Unsupervised learning algorithms for feature extraction are widely
used to automatically discover meaningful patterns, reduce
dimensionality, or transform raw data into a more informative
representation without relying on labeled data (i.e., the response
variable).
The goal of this project is to implement some commonly used, simple
unsupervised learning algorithms to extract new features implicitly from
the existing feature variables.
To evaluate the benefits of model-based feature extraction, we will
incorporate these extracted features into a binary classification model
and assess their performance using appropriate metrics.

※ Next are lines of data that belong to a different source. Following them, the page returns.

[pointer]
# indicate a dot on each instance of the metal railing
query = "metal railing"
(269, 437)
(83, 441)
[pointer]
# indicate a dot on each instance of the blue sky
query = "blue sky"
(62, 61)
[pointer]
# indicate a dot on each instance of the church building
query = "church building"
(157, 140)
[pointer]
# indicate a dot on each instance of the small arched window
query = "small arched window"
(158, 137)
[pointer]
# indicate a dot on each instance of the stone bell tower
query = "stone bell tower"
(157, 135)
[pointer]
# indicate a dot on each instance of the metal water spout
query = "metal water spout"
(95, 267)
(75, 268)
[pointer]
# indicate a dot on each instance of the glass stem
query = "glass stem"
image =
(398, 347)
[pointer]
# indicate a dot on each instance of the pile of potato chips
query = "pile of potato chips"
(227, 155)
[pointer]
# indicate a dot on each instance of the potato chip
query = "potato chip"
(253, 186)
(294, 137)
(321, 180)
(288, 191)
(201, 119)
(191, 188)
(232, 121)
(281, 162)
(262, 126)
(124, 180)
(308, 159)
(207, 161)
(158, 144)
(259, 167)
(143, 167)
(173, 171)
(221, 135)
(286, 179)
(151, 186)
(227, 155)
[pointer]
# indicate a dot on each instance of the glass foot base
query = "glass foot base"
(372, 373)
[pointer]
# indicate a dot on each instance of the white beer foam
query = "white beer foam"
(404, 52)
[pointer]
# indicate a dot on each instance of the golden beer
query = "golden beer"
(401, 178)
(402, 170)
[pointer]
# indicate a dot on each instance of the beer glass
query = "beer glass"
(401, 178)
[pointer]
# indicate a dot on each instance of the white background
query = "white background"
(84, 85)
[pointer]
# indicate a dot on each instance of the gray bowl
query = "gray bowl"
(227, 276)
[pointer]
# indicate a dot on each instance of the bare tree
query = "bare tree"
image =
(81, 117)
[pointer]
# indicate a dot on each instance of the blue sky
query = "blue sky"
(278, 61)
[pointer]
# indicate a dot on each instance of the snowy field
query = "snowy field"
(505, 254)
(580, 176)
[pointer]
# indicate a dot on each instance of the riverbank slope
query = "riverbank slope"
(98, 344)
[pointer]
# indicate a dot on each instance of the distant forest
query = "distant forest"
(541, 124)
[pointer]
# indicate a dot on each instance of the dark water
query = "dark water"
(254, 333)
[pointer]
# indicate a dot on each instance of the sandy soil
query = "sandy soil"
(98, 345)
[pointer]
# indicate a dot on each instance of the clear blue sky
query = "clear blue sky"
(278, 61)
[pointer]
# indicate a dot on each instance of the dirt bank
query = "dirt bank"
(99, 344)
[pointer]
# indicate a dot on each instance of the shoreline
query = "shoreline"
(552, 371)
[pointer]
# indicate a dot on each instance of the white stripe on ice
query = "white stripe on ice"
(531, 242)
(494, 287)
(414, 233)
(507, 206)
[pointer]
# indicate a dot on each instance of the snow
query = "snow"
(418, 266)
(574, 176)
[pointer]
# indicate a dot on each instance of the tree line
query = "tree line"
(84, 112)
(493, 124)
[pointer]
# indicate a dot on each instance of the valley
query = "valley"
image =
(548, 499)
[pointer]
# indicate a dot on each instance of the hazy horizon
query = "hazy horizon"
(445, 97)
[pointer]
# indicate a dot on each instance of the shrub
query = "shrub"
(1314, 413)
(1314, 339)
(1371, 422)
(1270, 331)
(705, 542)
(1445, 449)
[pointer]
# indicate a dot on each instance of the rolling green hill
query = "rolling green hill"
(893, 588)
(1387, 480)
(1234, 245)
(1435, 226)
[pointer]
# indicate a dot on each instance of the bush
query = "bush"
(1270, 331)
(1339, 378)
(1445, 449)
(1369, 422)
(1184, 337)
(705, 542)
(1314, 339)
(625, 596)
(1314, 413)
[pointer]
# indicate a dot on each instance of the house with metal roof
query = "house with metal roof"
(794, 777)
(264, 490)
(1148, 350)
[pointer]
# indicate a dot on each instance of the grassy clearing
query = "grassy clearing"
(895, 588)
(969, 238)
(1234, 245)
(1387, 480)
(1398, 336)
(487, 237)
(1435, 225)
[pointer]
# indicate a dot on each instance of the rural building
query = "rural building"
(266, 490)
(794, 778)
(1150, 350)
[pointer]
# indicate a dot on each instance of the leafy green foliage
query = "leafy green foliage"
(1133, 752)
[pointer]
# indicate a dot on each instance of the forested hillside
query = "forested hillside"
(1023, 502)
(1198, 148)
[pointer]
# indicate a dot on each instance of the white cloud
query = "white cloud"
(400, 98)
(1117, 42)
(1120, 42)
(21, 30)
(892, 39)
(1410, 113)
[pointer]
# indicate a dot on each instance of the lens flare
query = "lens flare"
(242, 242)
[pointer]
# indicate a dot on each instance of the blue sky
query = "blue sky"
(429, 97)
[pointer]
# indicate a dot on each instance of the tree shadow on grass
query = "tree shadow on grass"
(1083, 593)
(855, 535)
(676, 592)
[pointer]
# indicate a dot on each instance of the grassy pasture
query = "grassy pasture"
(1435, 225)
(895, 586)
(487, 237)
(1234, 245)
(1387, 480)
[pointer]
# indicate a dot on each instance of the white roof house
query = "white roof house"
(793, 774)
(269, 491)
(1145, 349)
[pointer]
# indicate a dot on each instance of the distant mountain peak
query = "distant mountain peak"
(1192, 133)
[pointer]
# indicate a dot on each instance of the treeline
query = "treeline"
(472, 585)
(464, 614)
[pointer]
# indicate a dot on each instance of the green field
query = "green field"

- Data Set Requirements: The dataset should include
- A few numerical variables that are highly correlated (to perform
PCA).
- A binary categorical variable (to build a binary classification
model, such as logistic regression, perceptron, decision tree, or
bagging).
- Suggested data sites:
- Methodology:
- Regular EDA and Feature Engineering
- Perform exploratory data analysis (EDA) and feature engineering as
usual to prepare an analytical dataset.
- Unsupervised ML Algorithms for Feature Extraction
- Principal Component Analysis (PCA)
- Clustering
- Local Outlier Factor (LOF)
- Building Binary Classification Models
- Train models without using features extracted via unsupervised
ML.
- Train models with regular engineered features.
- Compare the two approaches and report the advantages and
disadvantages of unsupervised feature extraction.
- Report Format
- The report should follow the same structure and components as the
previous two projects.